Agenda item

Review of Community Right to Bid Procedures

To receive the above report.

Minutes:

Andrew Green, Community Partnership Co-ordinator introduced the report and explained that the Community Right to Bid was established three years ago under the 2011 Localism Act. Local authorities were required to maintain a list of ‘Assets of Community Value’. If or when a building came up for sale community groups were given an additional six months to prepare a bid. Nominations had been dealt with by the Community Partnerships Team. Members noted further details of the report which included the following:

 

Ø  Recent changes to the legislation meant that nominations of drinking establishments would affect permitted development rights. In view of those changes the Lead Member suggested that responsibility for Assets of Community Value should be passed to ‘Development Management’ (Planning).

Ø  However, following consultation with Planning it was now proposed that the process should stay with Community Partnerships but that Planning would be involved in the process.  The arrangement would be reviewed in 12 months time.

Ø  Where an owner appealed against a decision a Listing Review had to be carried out by a senior officer not involved in the original decision. It was proposed that the Corporate Management Team should nominate who carried out Listing Reviews.

Ø  Appendix C explained what lessons had been learned from previous bids.

Ø  The Community did not always have a good grasp of the legislation and sometimes, expectations were very high.

Ø  Councillor Bathurst requested the Community Partnerships Team to look at the criteria around decisions made as the scheme was about giving the community the opportunity to make a bid.

Ø  The team were only judging if the nomination did or did not meet the requirements and if it did meet them, the asset should be listed.

Ø  There was a test case going through the scheme where a National Trust property had been nominated but was held inalienably so that it could not be sold. The team were seeking legal advice regarding whether a property must be listed if it met the criteria irrespective of whether it was likely that the community could bid for the property.
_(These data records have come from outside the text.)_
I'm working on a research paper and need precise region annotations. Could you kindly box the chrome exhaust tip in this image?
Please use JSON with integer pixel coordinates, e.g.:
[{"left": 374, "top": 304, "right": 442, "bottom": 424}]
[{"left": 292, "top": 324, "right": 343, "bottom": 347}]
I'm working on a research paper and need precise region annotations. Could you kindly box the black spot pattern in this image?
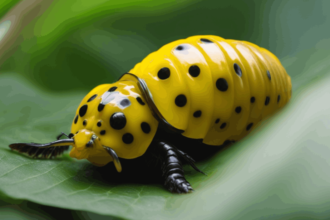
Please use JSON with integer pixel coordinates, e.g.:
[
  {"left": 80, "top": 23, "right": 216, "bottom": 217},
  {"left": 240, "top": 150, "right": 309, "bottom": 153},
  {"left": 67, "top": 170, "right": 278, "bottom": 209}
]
[
  {"left": 215, "top": 78, "right": 228, "bottom": 92},
  {"left": 246, "top": 123, "right": 253, "bottom": 131},
  {"left": 120, "top": 99, "right": 131, "bottom": 107},
  {"left": 141, "top": 122, "right": 151, "bottom": 134},
  {"left": 194, "top": 110, "right": 202, "bottom": 118},
  {"left": 189, "top": 65, "right": 201, "bottom": 77},
  {"left": 87, "top": 94, "right": 97, "bottom": 102},
  {"left": 136, "top": 97, "right": 145, "bottom": 105},
  {"left": 235, "top": 106, "right": 242, "bottom": 114},
  {"left": 220, "top": 122, "right": 227, "bottom": 129},
  {"left": 157, "top": 67, "right": 171, "bottom": 80},
  {"left": 97, "top": 103, "right": 104, "bottom": 112},
  {"left": 267, "top": 70, "right": 272, "bottom": 80},
  {"left": 201, "top": 38, "right": 213, "bottom": 43},
  {"left": 74, "top": 115, "right": 78, "bottom": 124},
  {"left": 176, "top": 45, "right": 183, "bottom": 50},
  {"left": 108, "top": 86, "right": 118, "bottom": 92},
  {"left": 234, "top": 63, "right": 242, "bottom": 77},
  {"left": 265, "top": 96, "right": 270, "bottom": 105},
  {"left": 222, "top": 140, "right": 232, "bottom": 145},
  {"left": 175, "top": 94, "right": 187, "bottom": 107},
  {"left": 79, "top": 105, "right": 88, "bottom": 117},
  {"left": 110, "top": 112, "right": 126, "bottom": 130},
  {"left": 122, "top": 133, "right": 134, "bottom": 144}
]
Ø  Page 16 of the report listed financial implications. There was a small administration fund that was no longer available from Central Government so the council would have to meet the costs itself.

Ø  It was a Manifesto Commitment to support the national pub loan scheme and discussions were taking place with the local CAMRA group around potential collaboration.

Ø  Owners of buildings could claim compensation if they felt losses had been incurred. Potential compensation claims were initially underwritten by central government up to £20,000 but this provision is no longer in place so the full cost of any future compensation claim would have to be met by the Council.

Ø  Legislation allowed eight weeks for the Council to make a decision on whether or not to list the property.

Ø  Occasionally, people wanted to mount a bid where there was no need, which could add a lot of bureaucracy that there was no need for (e.g. when a community group was interested in purchasing or leasing a property that the Council itself owns).

 

RESOLVED UNANIMOUSLY: That:

 

1.    Responsibility for the Register of Assets and associated procedures should remain with the Community Partnerships team but with closer involvement from Planning Development management; the position is to be reviewed in 12 months time.

2.    Responsibility for Listing Reviews (where the owner of a property appeals against a decision), should be undertaken by a senior officer nominated by CMT with support from Shared Legal Services.

3.    The Panel should note the Community Right to Bid Policy at Appendix A and the procedure at Appendix B.